Le diagnostic fortement suspecté à la ponction ganglionnaire sera confirmé par la découverte d’une tumeur primitive ou par la biopsie ganglionnaire.

3- Autres causes :

• La sarcoïdose est évoquée devant une polyadénopathie cervico-axillaire, parfois épitrochléenne. Les signes généraux sont peu marqués.

La radiographie pulmonaire est évocatrice : adénopathies médiastinales hilaires, intertrachéobronchique et parfois syndrome interstitiel. Une atteinte systémique est possible.

Le diagnostic repose sur la mise en évidence d’un granulome épithélioïde et gigantocellulaire sans caséum à la biopsie ganglionnaire.

• Au cours des maladies systémiques, les adénopathies lorsqu’elles existent sont de petite taille.

Elles sont rencontrées dans le lupus surtout, mais aussi dans la polyarthrite rhumatoïde, la maladie de Still, la dermatomyosite, le syndrome de Gougerot-Sjögren, la maladie de Kawasaki, la maladie de Whipple…
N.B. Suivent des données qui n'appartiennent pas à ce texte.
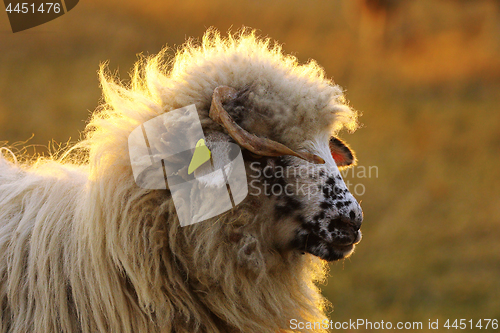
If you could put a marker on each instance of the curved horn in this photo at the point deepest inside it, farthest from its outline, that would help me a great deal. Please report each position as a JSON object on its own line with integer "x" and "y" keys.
{"x": 255, "y": 144}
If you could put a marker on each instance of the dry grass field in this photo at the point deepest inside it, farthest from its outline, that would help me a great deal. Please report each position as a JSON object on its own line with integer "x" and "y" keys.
{"x": 425, "y": 75}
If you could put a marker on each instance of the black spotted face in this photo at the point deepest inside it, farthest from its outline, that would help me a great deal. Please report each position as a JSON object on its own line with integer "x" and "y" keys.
{"x": 327, "y": 216}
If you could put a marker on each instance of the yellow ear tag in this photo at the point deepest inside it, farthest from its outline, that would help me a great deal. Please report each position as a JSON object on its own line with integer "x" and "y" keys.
{"x": 200, "y": 156}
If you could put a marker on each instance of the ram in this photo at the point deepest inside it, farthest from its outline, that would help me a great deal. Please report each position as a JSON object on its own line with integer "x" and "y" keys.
{"x": 83, "y": 248}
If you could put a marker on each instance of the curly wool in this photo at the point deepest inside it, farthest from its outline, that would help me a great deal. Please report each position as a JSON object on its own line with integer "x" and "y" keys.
{"x": 84, "y": 249}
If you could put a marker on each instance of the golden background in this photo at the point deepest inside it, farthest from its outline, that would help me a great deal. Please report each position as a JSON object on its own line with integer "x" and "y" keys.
{"x": 425, "y": 75}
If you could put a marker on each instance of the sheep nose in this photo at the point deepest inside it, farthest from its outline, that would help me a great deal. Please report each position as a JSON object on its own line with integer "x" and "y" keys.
{"x": 354, "y": 221}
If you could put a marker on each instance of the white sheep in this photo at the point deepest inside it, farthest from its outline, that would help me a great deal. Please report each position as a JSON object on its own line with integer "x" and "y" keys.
{"x": 83, "y": 248}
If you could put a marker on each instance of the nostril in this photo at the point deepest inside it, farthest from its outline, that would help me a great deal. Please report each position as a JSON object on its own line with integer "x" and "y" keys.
{"x": 353, "y": 220}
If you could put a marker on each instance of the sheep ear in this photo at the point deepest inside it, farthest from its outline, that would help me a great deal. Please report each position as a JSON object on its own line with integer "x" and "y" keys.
{"x": 341, "y": 153}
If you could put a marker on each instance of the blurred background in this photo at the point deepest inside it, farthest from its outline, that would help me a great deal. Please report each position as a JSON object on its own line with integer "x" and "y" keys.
{"x": 425, "y": 75}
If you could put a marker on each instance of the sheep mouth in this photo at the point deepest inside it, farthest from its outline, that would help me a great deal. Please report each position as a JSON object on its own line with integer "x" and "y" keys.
{"x": 329, "y": 250}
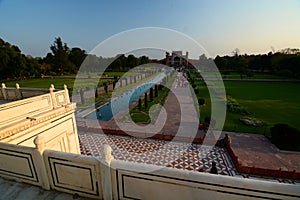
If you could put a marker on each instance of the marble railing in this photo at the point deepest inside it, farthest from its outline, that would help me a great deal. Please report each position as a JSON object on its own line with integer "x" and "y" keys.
{"x": 46, "y": 122}
{"x": 106, "y": 178}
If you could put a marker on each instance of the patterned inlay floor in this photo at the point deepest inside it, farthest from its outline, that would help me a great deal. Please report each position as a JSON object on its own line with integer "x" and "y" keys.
{"x": 157, "y": 152}
{"x": 164, "y": 153}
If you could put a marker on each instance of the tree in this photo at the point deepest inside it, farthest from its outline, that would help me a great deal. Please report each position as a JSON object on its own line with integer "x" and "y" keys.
{"x": 60, "y": 53}
{"x": 201, "y": 101}
{"x": 77, "y": 56}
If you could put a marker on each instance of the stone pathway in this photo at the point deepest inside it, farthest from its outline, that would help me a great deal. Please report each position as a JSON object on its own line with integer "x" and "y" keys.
{"x": 158, "y": 152}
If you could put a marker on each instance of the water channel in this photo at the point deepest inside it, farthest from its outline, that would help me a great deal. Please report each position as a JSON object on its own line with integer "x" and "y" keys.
{"x": 107, "y": 111}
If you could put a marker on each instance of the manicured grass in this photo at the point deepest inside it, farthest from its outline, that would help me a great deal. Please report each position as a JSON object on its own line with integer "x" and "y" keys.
{"x": 236, "y": 75}
{"x": 271, "y": 102}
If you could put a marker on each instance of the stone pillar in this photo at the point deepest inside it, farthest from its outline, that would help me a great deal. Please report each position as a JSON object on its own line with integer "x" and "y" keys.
{"x": 4, "y": 92}
{"x": 51, "y": 89}
{"x": 67, "y": 93}
{"x": 18, "y": 92}
{"x": 106, "y": 158}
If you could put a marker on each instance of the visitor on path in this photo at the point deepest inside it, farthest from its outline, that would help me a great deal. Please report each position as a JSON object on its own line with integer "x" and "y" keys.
{"x": 202, "y": 169}
{"x": 213, "y": 169}
{"x": 224, "y": 142}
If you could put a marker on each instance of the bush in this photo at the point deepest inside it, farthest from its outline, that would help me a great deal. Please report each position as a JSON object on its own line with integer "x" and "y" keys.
{"x": 285, "y": 137}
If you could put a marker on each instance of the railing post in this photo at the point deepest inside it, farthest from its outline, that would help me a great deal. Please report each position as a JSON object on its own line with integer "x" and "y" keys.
{"x": 18, "y": 92}
{"x": 4, "y": 92}
{"x": 106, "y": 158}
{"x": 67, "y": 94}
{"x": 51, "y": 89}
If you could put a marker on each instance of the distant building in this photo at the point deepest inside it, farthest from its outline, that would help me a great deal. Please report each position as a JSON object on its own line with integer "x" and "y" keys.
{"x": 177, "y": 59}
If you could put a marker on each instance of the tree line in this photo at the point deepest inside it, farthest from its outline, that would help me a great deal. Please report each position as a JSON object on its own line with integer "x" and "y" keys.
{"x": 63, "y": 60}
{"x": 284, "y": 63}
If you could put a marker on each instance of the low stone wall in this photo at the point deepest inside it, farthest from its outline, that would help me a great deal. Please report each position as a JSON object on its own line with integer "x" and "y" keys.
{"x": 45, "y": 122}
{"x": 23, "y": 164}
{"x": 106, "y": 178}
{"x": 139, "y": 181}
{"x": 261, "y": 171}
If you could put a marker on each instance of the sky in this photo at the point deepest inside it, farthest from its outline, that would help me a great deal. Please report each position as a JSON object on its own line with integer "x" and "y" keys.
{"x": 220, "y": 26}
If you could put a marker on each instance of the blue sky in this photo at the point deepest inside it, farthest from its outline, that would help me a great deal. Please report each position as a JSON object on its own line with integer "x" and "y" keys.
{"x": 253, "y": 26}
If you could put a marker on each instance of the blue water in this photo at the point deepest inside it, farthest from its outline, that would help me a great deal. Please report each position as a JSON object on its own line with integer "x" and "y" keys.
{"x": 106, "y": 112}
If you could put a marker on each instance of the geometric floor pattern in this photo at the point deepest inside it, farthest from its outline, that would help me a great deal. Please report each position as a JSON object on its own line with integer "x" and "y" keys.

• Une prise médicamenteuse peut induire la survenue d’adénopathies (hydantoïnes, quinidine, bêtalactamines, anti-inflammatoires non stéroïdiens).

Néanmoins, une telle hypothèse ne sera retenue qu’après élimination des autres causes.

La disparition de ces adénopathies à l’arrêt du médicament peut être lente, mais elle est indispensable au diagnostic.

Certaines affections peuvent être responsables de polyadénopathies parfois qualifiées de « dysimmunitaires », mimant en tout point un lymphome.

Il s’agit de la maladie de Castleman, des adénopathies compliquant les déficits immunitaires constitutionnels, et de la maladie de Rosai et Dorfman.

Dans ces situations, seule la biopsie ganglionnaire permet d’écarter le diagnostic de lymphome.